Privatizzazioni. Attenzione: la RAI-TV può cambiare (in peggio)

C’è una strana aria bipartisan attorno alla privatizzazione della RAI. Il percorso è ormai noto da tempo: il 30% del capitale RAI sarà collocato in Borsa entro l’anno, il resto in seguito, secondo uno schema già sperimentato. Il “servizio pubblico” verrà scorporato, finanziato con il canone. La privatizzazione dovrebbe riguardare le attività commerciali. Quelle che guadagnano principalmente con la vendita della pubblicità, come fa Mediaset.


Per impedire che la RAI cada nelle mani di un concorrente, nessuno potrà avere, mi pare di aver letto, più dell’uno per cento. Non ho i dati sottomano: qualcuno ricorda come sono finite le privatizzazioni fatte “non tanto per fare cassa, quanto per cambiare/modernizzare il capitalismo italiano, creando finalmente public companies all’americana” (cfr. privatizzazioni IMI, Telecom, ENEL, ENI ecc.)? E il “servizio pubblico” che fine farà? Avremo una tv “culturale” di nicchia, mentre il vasto pubblico sarà abbandonato alla tv commerciale, dominata dalle esigenze pubblicitarie?
A me pare che una tv “culturale” serva a poco.

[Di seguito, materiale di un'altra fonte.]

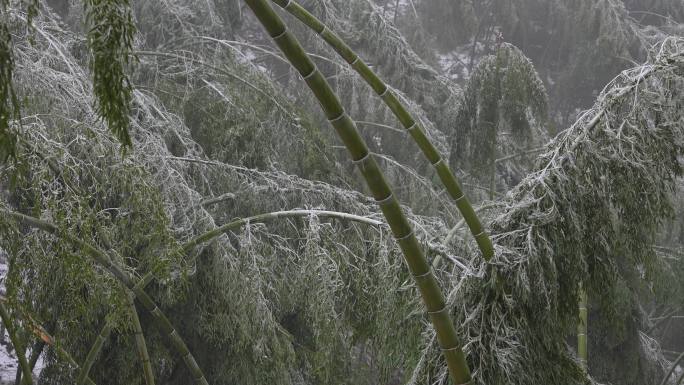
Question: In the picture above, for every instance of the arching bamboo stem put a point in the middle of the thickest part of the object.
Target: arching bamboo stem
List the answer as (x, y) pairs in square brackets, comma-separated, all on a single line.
[(402, 114), (18, 348), (403, 232)]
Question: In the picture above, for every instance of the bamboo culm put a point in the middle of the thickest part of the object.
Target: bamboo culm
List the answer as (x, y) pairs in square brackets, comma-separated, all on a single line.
[(672, 368), (402, 114), (36, 351), (14, 338), (582, 330), (161, 321), (140, 343), (389, 205), (94, 351)]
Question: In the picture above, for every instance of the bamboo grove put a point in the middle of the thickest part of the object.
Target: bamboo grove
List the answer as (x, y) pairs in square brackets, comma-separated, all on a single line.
[(217, 192)]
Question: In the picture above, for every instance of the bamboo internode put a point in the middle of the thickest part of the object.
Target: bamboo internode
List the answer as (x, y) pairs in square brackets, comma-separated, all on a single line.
[(380, 189)]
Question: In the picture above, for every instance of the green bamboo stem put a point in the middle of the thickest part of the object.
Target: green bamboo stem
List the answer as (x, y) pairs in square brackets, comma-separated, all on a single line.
[(399, 224), (94, 352), (402, 114), (161, 321), (672, 368), (14, 338), (140, 343), (36, 351), (582, 330)]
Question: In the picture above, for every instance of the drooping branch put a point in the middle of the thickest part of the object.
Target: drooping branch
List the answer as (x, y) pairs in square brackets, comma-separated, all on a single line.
[(161, 321), (209, 235), (14, 338)]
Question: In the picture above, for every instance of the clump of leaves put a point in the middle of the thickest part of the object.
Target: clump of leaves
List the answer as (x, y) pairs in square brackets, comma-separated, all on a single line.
[(110, 38)]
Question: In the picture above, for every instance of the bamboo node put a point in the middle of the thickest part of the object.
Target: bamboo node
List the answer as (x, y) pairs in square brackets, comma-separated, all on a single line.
[(333, 120), (405, 236), (420, 276), (451, 350), (362, 159), (385, 200), (280, 35), (444, 308), (313, 71)]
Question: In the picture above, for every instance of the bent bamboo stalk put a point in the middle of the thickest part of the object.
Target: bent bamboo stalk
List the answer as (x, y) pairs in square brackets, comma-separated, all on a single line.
[(21, 353), (161, 321), (402, 114), (140, 343), (399, 224), (93, 353)]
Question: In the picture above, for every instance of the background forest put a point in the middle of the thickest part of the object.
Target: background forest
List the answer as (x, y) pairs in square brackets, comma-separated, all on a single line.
[(176, 207)]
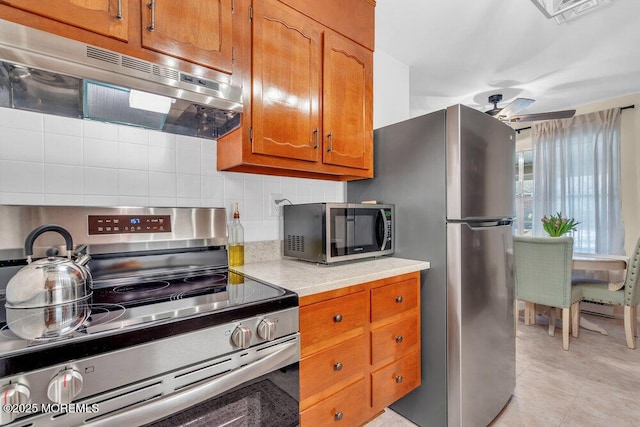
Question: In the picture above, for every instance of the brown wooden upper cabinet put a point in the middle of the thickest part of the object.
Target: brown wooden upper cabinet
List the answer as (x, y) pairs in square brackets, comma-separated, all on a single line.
[(106, 17), (310, 110), (196, 31)]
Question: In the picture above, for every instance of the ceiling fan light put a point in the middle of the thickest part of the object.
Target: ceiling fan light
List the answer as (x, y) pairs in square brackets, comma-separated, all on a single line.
[(564, 10)]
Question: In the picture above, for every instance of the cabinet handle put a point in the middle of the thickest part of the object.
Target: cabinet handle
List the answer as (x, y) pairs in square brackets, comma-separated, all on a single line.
[(330, 136), (152, 6)]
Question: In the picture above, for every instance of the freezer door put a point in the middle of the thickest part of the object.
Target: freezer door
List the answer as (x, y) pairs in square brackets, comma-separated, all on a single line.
[(480, 322), (480, 165)]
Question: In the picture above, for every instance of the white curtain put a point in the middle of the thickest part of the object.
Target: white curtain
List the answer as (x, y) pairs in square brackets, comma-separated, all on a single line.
[(576, 170)]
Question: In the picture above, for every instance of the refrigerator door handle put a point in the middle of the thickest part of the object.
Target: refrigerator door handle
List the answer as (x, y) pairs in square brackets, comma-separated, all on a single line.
[(486, 224)]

La cultura è veicolata meglio da altri strumenti: libri, teatri, musei, scuole, università… Serve invece una tv di qualità, che competa con le tv commerciali sul loro terreno, con informazione e intrattenimento adatti alle esigenze di svago del grande pubblico (di cui fanno parte anche gli intellettuali): anche lo svago può essere intelligente. E’ un sogno? Non del tutto, perché anche nella tv attuale non mancano i programmi di qualità, compresa la (da molti) non amata Mediaset (soprattutto Italia uno). Ma anziché andare verso il meglio, rischiamo di dover perfino rimpiangere la tv di questo periodo, visto che anche l’opposizione si accontenta di una riforma che considera la RAI un’azienda come le altre, non quello che è: la più grande istituzione culturale di massa del paese (ricordiamoci, per inciso, che RAI vuol dire anche radio e produzioni cinematografiche).
In Spagna Zapatero ha nominato una commissione per dare alla tv pubblica un assetto al di fuori dei partiti. La commissione ha subito raccomandato di ridurre la pubblicità sulle reti pubbliche. Ecco due punti programmatici che vorremmo sentire dal centrosinistra: un assetto sottratto al controllo dei partiti, un’azienda che utilizza il canone per ridurre l’invadenza della pubblicità e il condizionamento negativo che essa esercita sulla qualità dei contenuti.
Si dice che la vecchia tv generalista ha fatto il suo tempo. Grazie al digitale e a internet sempre più useremo la TV come un computer, in modo interattivo, per vedere i film e le partite. Ognuno si farà il proprio palinsesto.
Balle. La tv generalista ha ancora una funzione insostituibile, specialmente per vaste categorie di utenti. Gli utenti consapevoli, attivi, protagonisti sono e saranno, per lungo tempo, una minoranza. Ma la tv generalista è insostituibile in quanto è l’unica che ci fa partecipare agli eventi, dal concerto del 1° maggio ai varietà, ai quiz, ai talk show, ai serial ecc.
I lavoratori della RAI che ne pensano? Silenzio… oppure, forse, un brusio che non giunge alle orecchie un po’ assordate del gran pubblico. Non è un po’ strano? Quanto al centrosinistra, temo che il primo dei due punti programmatici detti sopra faccia parte della spiegazione…
Questo che sta passando nel silenzio quasi generale è un treno tra i più importanti per il futuro dell’Italia. Vorrei essere smentito, ma temo che ce ne accorgeremo (tutti noi, anche i “movimenti”) troppo tardi e ci mangeremo sterilmente le mani.